What is suspect is that many of these “charities,”–who are purportedly being paid because of their pro-privacy advocacy work in the public interest–have opted not to take a stance on the case from which they are financially benefiting. Isn’t this exactly why they are being paid: to have an opinion on important privacy issues affecting the public?
Perhaps the organizations are keeping mum because the settlement just isn’t that great for privacy. While the lawyers and charity organizations pile up the cash, plaintiffs are left with a promise to let members “be capable of taking steps to limit their appearance in those ads.” To what extent remains unclear, and further, Facebook only agreed to maintain these changes for two years.

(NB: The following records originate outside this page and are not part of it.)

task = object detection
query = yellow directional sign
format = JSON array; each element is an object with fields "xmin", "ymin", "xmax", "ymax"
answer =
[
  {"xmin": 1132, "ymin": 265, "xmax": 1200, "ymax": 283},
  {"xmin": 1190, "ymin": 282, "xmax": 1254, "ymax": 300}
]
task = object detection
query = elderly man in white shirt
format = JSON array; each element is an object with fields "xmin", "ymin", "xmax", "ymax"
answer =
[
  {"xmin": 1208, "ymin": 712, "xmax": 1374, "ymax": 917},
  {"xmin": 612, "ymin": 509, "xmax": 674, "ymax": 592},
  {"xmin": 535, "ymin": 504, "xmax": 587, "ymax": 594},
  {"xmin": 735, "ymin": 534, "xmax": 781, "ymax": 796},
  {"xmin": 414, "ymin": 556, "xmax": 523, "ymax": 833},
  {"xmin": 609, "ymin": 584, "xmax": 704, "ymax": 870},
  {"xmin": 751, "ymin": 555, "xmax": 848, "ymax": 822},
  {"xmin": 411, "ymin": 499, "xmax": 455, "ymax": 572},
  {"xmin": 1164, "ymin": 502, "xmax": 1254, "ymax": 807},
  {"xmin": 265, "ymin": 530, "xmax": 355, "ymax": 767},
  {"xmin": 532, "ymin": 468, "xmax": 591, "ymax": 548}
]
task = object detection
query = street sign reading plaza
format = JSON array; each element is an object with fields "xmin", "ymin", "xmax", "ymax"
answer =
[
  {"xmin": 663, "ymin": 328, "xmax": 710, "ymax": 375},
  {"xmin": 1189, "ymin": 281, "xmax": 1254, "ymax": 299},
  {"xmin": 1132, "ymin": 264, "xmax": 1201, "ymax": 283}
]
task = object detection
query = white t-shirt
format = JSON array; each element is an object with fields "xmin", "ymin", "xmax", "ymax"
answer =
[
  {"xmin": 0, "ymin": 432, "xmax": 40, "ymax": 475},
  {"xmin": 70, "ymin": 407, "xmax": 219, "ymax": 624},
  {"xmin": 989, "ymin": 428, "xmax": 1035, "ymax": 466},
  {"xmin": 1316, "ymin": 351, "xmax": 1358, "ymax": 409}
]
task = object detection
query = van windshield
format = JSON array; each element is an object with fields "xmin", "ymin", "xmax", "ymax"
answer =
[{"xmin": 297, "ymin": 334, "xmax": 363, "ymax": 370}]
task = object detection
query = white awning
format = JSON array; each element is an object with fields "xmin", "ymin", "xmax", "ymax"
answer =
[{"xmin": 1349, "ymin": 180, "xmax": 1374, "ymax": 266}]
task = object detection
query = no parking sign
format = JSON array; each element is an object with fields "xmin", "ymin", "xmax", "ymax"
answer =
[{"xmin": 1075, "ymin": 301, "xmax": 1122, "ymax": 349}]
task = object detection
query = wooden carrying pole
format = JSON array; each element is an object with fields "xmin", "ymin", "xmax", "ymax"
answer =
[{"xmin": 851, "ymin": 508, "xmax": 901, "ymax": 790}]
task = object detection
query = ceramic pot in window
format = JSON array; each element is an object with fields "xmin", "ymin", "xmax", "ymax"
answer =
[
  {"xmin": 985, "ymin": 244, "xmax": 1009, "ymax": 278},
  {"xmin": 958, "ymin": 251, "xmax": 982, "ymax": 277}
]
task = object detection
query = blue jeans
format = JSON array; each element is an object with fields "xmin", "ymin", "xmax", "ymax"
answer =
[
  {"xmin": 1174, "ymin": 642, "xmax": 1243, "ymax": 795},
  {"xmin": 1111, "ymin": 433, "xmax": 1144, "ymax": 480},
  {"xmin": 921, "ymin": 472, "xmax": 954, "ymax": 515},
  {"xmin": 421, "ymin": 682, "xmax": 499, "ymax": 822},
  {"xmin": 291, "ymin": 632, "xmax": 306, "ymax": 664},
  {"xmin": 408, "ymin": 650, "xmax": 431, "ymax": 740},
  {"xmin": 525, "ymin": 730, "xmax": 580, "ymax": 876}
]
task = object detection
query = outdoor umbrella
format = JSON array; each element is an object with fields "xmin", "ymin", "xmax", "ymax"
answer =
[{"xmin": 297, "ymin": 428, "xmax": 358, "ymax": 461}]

Some privacy groups not benefitting from the settlement do have an opinion, however. Jeff Chester, the executive director of the Center for Digital Democracy, said Facebook’s promise is the equivalent of “putting some more words in Facebook’s privacy policy that nobody reads.” And at least one group, Consumers Union, rejected the $500,000 they were offered due to their disapproval of the settlement terms.
Lawyers? Check. Consumer groups? Check. Actual consumers, on the other hand? They get what is essentially a vaguely worded promise to not do that again, or at least, not that same thing, for at least two years.
This is a pattern we’ve seen again and again (and again). Bring a frivolous lawyer-driven claim, get past summary judgment, settle.
Lather, rinse, repeat. File, shakedown, repeat.
Fortunately, some judges have demonstrated a willingness to reject settlements that do not adequately serve the plaintiffs and instead enrich plaintiffs’ lawyers. Since Judge Koh recused herself, we’ll have to see if the newly appointed judge will take a serious look at the terms of the settlement.